A cage with money inside of it

The Held to Maturity Trap

4/10/2023

The shocking collapse of Silicon Valley Bank and Signature Bank has uncovered the often-misunderstood risk that held to maturity securities and the lack of risk management oversight pose to our banking system.  When most individuals invest in bonds, they are prepared to hold those bonds to their maturity date, and they typically do not borrow the money to buy them. Banks are different.

In 1978, I was managing money at a bank. We had the clever idea at the time to invest some of the bank’s assets in a security called a Ginnie Mae Mortgage-Backed Bond. These bonds were backed by 30-year home loans and carried the full faith and credit of the US government – there was zero credit risk in owning a Ginnie Mae. The appeal was that they yielded 8%! We were going to fund those bonds with money that we were getting from our checking accounts depositors. The cost of those deposits to the bank was 0%. Borrow at 0% and invest at 8% – sounded like easy money to us. However, shortly after the Ginnie Mae bonds were bought, the Fed began to raise short rates. By 1981, only three years after buying the Ginnie Mae 8% MBS bonds, the current market for the same security was 16%, and our portfolio of Ginnie Mae bonds were trading at .55 cents on the dollar. Even though it was a group committee decision to buy, I can remember regularly having to defend the purchase to senior management.

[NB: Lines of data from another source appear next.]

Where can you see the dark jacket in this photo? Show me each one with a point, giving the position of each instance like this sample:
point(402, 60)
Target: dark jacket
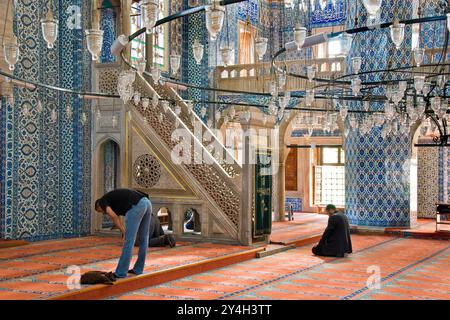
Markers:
point(336, 239)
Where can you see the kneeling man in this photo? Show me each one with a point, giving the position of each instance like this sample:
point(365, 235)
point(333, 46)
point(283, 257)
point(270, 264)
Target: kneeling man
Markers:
point(335, 241)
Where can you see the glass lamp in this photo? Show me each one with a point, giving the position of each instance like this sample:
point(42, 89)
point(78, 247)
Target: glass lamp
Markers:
point(49, 27)
point(356, 64)
point(372, 7)
point(198, 50)
point(175, 61)
point(397, 33)
point(11, 53)
point(299, 36)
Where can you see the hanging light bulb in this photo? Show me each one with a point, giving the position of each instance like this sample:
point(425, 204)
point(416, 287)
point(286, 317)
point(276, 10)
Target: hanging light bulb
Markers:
point(177, 110)
point(397, 33)
point(309, 97)
point(69, 112)
point(190, 105)
point(311, 72)
point(125, 85)
point(442, 80)
point(402, 87)
point(198, 50)
point(419, 82)
point(25, 110)
point(214, 17)
point(145, 103)
point(11, 52)
point(203, 112)
point(299, 36)
point(356, 64)
point(94, 42)
point(217, 115)
point(165, 105)
point(261, 47)
point(356, 86)
point(226, 53)
point(149, 14)
point(346, 41)
point(175, 61)
point(282, 79)
point(426, 88)
point(247, 116)
point(49, 27)
point(272, 108)
point(140, 65)
point(156, 74)
point(137, 98)
point(343, 112)
point(288, 3)
point(372, 7)
point(232, 112)
point(419, 54)
point(114, 121)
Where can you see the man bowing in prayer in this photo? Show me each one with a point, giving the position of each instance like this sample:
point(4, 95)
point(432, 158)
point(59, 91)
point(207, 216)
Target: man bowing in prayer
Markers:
point(137, 209)
point(335, 241)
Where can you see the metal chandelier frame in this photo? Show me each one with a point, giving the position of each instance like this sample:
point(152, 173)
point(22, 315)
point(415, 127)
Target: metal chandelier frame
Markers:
point(442, 140)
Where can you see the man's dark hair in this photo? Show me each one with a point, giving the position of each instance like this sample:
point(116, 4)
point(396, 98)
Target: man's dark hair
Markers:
point(101, 204)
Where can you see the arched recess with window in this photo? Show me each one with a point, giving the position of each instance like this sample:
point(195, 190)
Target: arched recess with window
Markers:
point(108, 174)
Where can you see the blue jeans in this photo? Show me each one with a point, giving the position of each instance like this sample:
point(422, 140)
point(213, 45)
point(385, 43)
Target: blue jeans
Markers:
point(136, 219)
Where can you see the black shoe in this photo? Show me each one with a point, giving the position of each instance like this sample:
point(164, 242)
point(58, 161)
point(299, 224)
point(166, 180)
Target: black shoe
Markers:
point(170, 240)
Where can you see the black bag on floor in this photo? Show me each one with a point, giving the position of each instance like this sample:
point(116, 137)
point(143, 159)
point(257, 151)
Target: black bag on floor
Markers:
point(98, 277)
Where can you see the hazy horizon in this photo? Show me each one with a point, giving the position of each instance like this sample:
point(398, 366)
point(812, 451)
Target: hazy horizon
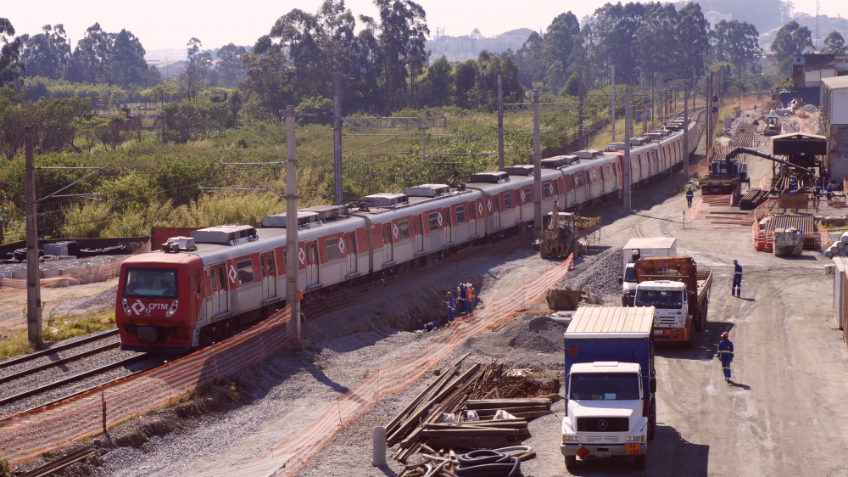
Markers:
point(164, 25)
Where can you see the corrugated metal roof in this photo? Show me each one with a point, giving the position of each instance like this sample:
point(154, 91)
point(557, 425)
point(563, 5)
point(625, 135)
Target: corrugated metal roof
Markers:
point(651, 242)
point(611, 321)
point(836, 82)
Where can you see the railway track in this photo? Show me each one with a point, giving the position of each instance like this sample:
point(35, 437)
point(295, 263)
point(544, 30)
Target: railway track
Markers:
point(68, 375)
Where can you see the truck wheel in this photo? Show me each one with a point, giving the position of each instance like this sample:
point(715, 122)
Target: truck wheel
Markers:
point(691, 341)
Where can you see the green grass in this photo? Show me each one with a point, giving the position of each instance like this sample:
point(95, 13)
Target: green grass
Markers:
point(57, 329)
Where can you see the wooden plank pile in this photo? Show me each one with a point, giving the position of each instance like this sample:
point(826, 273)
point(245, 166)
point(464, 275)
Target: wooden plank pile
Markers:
point(437, 420)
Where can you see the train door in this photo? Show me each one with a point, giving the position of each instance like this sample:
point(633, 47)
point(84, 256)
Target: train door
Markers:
point(268, 270)
point(312, 264)
point(445, 219)
point(219, 299)
point(388, 252)
point(472, 215)
point(418, 227)
point(352, 252)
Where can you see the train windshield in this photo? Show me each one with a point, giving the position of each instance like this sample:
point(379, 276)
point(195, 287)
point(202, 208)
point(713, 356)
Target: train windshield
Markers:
point(150, 283)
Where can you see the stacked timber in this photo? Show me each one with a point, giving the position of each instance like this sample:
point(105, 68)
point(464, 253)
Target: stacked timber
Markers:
point(459, 412)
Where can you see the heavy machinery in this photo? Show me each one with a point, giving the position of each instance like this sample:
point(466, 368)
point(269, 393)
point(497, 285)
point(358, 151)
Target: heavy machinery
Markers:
point(679, 293)
point(562, 231)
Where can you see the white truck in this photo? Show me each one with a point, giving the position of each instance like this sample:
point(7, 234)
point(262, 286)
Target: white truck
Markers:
point(635, 249)
point(610, 408)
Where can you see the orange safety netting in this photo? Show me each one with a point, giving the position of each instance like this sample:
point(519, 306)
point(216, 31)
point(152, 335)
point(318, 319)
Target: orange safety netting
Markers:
point(29, 434)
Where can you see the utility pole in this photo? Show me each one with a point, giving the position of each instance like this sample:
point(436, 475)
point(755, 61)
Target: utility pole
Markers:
point(537, 165)
point(579, 117)
point(292, 249)
point(337, 140)
point(686, 131)
point(500, 124)
point(33, 283)
point(625, 192)
point(612, 105)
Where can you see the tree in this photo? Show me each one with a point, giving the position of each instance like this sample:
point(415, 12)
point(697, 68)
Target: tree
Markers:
point(11, 65)
point(736, 42)
point(46, 54)
point(229, 68)
point(197, 65)
point(791, 40)
point(834, 44)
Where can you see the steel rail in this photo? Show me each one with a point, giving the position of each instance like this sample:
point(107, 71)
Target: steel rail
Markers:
point(56, 349)
point(76, 377)
point(84, 354)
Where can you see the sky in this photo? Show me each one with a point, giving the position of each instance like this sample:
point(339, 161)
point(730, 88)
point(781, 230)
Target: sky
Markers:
point(169, 24)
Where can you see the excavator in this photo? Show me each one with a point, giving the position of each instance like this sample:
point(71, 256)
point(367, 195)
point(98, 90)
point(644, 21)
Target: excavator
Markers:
point(562, 231)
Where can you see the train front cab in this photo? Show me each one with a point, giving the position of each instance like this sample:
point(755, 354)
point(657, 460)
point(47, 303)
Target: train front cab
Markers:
point(159, 296)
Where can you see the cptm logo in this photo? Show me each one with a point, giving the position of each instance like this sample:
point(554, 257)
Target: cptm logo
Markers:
point(138, 307)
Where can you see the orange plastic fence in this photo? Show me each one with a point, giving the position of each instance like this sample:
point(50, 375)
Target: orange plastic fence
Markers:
point(29, 434)
point(305, 445)
point(94, 274)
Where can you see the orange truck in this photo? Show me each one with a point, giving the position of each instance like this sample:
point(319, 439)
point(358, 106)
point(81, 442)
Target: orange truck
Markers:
point(679, 293)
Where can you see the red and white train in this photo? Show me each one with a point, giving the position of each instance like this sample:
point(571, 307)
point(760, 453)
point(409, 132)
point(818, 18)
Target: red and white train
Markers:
point(197, 289)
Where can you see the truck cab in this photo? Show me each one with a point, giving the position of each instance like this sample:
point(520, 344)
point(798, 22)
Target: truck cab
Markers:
point(606, 412)
point(671, 315)
point(610, 385)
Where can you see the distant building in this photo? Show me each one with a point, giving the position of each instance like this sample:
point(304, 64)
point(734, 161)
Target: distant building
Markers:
point(715, 17)
point(834, 121)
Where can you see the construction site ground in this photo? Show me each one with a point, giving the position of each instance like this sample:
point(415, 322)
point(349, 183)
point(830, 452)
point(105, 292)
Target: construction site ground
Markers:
point(783, 413)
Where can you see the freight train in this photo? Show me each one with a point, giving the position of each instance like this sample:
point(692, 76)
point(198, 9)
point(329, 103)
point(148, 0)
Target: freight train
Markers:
point(197, 290)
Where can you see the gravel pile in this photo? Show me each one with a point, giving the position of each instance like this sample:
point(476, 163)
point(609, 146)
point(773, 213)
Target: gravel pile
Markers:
point(540, 334)
point(600, 273)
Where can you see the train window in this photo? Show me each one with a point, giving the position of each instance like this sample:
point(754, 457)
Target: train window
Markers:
point(433, 221)
point(151, 283)
point(403, 230)
point(244, 270)
point(222, 278)
point(332, 247)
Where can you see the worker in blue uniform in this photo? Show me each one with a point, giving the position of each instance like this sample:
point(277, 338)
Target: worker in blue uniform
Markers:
point(451, 304)
point(725, 354)
point(736, 290)
point(463, 298)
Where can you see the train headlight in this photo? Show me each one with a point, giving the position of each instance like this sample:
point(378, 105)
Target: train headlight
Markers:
point(173, 308)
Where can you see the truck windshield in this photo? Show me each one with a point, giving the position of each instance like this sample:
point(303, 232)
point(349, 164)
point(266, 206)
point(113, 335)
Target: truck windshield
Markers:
point(150, 283)
point(605, 387)
point(669, 299)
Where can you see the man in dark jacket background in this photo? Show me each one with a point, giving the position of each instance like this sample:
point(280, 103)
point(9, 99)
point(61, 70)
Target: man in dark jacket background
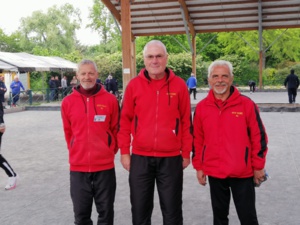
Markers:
point(292, 83)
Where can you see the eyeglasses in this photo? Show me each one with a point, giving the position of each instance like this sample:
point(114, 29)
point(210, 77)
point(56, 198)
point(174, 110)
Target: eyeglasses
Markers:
point(158, 57)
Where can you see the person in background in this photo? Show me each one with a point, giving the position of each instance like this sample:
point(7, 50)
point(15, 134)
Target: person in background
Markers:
point(192, 85)
point(291, 82)
point(15, 87)
point(90, 120)
point(230, 146)
point(64, 86)
point(58, 88)
point(155, 137)
point(12, 176)
point(74, 82)
point(252, 86)
point(3, 89)
point(111, 84)
point(52, 87)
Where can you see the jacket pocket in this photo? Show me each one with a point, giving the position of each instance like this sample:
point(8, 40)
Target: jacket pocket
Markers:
point(135, 123)
point(203, 153)
point(246, 155)
point(177, 126)
point(108, 139)
point(72, 141)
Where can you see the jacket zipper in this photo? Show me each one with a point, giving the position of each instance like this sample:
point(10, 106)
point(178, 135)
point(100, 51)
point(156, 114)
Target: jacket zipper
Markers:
point(156, 118)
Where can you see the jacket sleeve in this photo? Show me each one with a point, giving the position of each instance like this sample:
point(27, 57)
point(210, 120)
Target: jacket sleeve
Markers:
point(114, 123)
point(258, 138)
point(127, 113)
point(198, 140)
point(66, 123)
point(186, 123)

It would take 10 long years for those securities to get back to their original cost.

With the failure of Silicon Valley Bank, many institutions are having to discuss their current Investment portfolios. They are very high-quality portfolios, but as we have seen, they can be costly to sell if interest rates have risen. Silicon Valley Bank got caught owning many low yielding securities in their portfolio, which they could not sell quickly to raise cash as depositors started to withdraw funds. Being stuck in this held to maturity trap can be a problem! No one knows how many banks have these large low yielding held to maturity portfolios. These securities were bought when the cost of deposits used to buy them was 0%. Since the Fed began raising interest rates last year, that cost has risen to 4.75%. Today these portfolios have large unrealized losses. Two things can fix this problem – time or lower interest rates.

On Tuesday, Jamie Dimon, the CEO of JP Morgan warned in his annual letter that the US banking crisis will be felt for years. He points out that while banks are regulated, it is up to the management of each individual bank to self-regulate. He noted that at his bank they employ 3,100 people in compliance and 7,100 people in risk management. Silicon Valley Bank did not have a chief risk officer for 8 months in 2022.